The threat of conflict in the Persian Gulf adds to buy Wellhead market volatility. Tensions between Iran and the U.S. are escalating after attacks last week on oil tankers near the Strait of Hormuz. A rocket strike on Wednesday near an Exxon Mobil Corp. workers’ camp in Iraq had no effect on that nation’s oil fields or exports, according to a person with knowledge of the matter.

OPEC’s Economic Commission Board, which met this week in Vienna, sees global oil inventories contracting by almost 500,000 barrels a day if the group continues to curb supply in the second half, a delegate said. That means that while they’re planning to extend their agreement to trim output, countries like Saudi Arabia -- which are making deeper cuts than promised -- will still have scope to pump more without violating the deal.

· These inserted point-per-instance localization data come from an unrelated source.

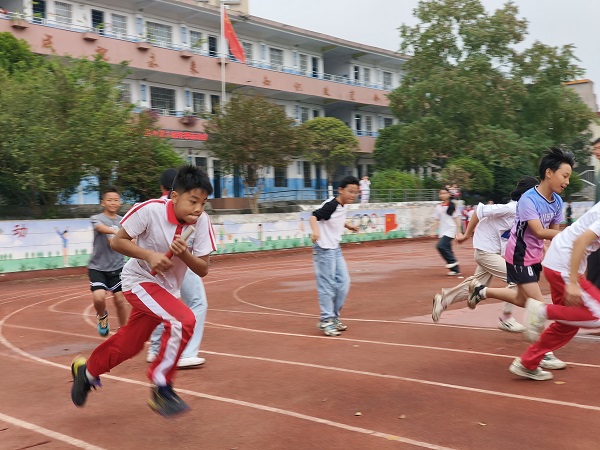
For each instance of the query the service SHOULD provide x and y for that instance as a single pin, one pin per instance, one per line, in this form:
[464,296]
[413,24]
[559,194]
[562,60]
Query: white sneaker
[188,363]
[438,307]
[551,362]
[538,374]
[534,321]
[511,325]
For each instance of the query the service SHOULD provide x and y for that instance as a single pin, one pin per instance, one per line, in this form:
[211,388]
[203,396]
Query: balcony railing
[106,31]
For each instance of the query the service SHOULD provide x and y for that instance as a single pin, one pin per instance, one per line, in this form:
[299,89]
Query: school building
[175,50]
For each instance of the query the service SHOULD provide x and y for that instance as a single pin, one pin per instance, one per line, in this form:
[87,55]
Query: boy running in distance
[333,280]
[105,266]
[156,226]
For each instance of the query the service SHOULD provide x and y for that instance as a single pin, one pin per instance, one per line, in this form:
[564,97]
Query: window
[198,102]
[124,92]
[358,123]
[303,64]
[215,101]
[304,114]
[366,75]
[369,125]
[159,34]
[276,58]
[213,48]
[201,162]
[387,80]
[162,100]
[280,176]
[63,13]
[306,174]
[248,52]
[119,25]
[196,40]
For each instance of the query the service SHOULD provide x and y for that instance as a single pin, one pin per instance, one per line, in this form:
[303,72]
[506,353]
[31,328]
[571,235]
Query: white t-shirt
[331,218]
[493,229]
[558,256]
[447,223]
[154,225]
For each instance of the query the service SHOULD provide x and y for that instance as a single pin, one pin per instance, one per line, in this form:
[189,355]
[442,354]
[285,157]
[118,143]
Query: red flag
[234,44]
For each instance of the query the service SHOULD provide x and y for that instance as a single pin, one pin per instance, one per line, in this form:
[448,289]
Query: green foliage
[330,143]
[469,92]
[61,121]
[251,133]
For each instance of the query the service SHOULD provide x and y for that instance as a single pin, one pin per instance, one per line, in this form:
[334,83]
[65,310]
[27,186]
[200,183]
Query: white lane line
[49,433]
[415,380]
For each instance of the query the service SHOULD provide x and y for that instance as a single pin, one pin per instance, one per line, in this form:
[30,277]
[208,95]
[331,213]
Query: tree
[251,133]
[468,92]
[330,143]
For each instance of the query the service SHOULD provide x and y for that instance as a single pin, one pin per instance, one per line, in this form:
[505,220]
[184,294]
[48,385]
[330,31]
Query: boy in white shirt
[333,281]
[149,230]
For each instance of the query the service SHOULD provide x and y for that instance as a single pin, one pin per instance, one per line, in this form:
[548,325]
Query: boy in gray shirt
[104,268]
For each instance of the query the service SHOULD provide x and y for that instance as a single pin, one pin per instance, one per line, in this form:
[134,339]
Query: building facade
[174,51]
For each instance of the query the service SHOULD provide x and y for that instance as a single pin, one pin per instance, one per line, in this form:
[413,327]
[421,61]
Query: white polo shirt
[154,225]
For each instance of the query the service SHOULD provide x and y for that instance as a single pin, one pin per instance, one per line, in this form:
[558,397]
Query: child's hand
[178,246]
[159,263]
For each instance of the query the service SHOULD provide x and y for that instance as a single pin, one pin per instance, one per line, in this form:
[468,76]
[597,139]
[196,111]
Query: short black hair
[110,189]
[191,177]
[553,158]
[350,179]
[167,178]
[523,185]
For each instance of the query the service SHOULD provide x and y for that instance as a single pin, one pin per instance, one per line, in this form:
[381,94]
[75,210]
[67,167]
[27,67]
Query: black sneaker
[81,384]
[166,402]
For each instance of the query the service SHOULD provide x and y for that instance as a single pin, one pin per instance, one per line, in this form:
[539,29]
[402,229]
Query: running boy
[105,266]
[564,267]
[538,217]
[489,223]
[157,227]
[333,281]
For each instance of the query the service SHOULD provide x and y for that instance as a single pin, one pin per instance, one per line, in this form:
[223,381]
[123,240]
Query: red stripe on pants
[151,305]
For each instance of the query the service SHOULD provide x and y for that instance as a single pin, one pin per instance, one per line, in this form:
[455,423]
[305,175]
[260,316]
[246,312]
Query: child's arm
[572,289]
[470,228]
[314,237]
[158,262]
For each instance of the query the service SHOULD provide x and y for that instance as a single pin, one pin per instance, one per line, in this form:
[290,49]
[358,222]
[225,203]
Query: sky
[375,22]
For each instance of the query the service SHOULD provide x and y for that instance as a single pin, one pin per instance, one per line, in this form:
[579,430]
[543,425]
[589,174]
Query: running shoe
[510,325]
[103,327]
[551,362]
[339,325]
[534,320]
[438,307]
[475,288]
[81,385]
[166,402]
[537,374]
[328,328]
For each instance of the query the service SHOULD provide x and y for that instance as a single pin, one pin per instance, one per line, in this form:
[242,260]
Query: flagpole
[223,48]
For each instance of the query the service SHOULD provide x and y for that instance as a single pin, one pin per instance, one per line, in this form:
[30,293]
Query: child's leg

“We are hoping that we will reach consensus to extend our agreement when we meet in two weeks time in Vienna,” Saudi Arabia’s Al-Falih told reporters on Sunday in Japan. The kingdom, OPEC’s biggest member, is seeking to balance global oil markets before 2020, he said.

Iraq, OPEC’s second-largest producer, sees the group and its allies extending oil rig flanges gulf coast production cuts “at least” on current terms without “serious difficulties,” Ghadhban said on June 7 in St. Petersburg.

To contact the reporters on this story:
Mahmoud Habboush in Abu Dhabi at This email address is being protected from spambots. You need JavaScript enabled to view it.;
Grant Smith in London at This email address is being protected from spambots. You need JavaScript enabled to view it.

To contact the editors responsible for this story:
Nayla Razzouk at This email address is being protected from spambots. You need JavaScript enabled to view it.